As the inspiration behind the law, Schaefer was diagnosed with cancer at 13 - cancer he believes was caused by contaminated water in McCall. The law mandates federal assistance to communities experiencing contamination due to environmental issues, and aims to spark government evaluation of potential cancer clusters.
President Obama signed it into law back in 2016 and finally Congress moved to fund it this year.
“The big issue till this point has been funding for the law," Shaefer said. "So now what this means is it allows the office of Health and Human Services to create guidelines for implementation of Trevor’s Law, then be able to create a resource where these impacted community members can go to share concerns and their need for an investigation."
Now that it's funded, communities can ask the federal government for help, allowing them to partner with state and local government agencies and the public to investigate suspected cancer clusters.
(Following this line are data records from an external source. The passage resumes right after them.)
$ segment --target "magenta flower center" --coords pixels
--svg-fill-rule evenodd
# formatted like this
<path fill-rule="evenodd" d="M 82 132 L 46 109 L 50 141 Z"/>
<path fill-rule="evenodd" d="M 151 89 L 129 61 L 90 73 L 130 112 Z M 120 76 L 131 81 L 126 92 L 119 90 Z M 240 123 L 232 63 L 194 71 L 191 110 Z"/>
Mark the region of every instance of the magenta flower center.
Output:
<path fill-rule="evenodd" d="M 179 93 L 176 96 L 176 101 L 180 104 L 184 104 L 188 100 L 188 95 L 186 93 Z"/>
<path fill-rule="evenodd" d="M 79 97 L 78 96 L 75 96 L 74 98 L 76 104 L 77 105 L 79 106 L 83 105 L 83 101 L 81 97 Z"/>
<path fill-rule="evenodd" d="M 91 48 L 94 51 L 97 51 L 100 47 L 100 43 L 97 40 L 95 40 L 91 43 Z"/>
“There was no protocol. It’s very broken. And a lot of times the communities got the run around: there’s not a problem or the population isn't significant enough to warrant a study," Schaefer said. "There are many excuses given to communities over the years and now that Trevor's Law is law and now has the funding to get implemented it will create stricter protocol and guidelines to address cancer clusters in a timely and efficient manner."
Health and Human Services will create stricter guidelines to address the issue and set up a database to help track areas. Schaefer acknowledges it’s been less than a week since the president signed the funding measure for Trevor’s Law, and it will take time for Health and Human Services to develop their system.
Schaefer and his mom teamed up with a group of activist mothers in Indiana who believe their community is apart of a childhood cancer cluster. That, in turn, led them all to charge ahead with Indiana Senator Joe Donnelly, who worked with longtime Trevor’s Law champion Idaho Sen. Mike Crapo.
“Without them this wouldn't have been possible. And I spoke with Senator Donnelly’s staff today so now what the goal is for them is to stay on Health and Human Services and make sure they're prioritizing this and developing guidelines and not putting it on the backburner and get this done so we can get the communities the help they deserve,” Schaefer told KTVB.
After years of hard work, history was made: for environmental reform and for families across the country.
“It's given all of them a voice and I've said that for years: it gives communities a voice,” Schaefer added.
A movie based on the book that chronicles Trevor's journey is in the works. Hollywood producer Bonnie Bruckheimer signed on as the executive producer.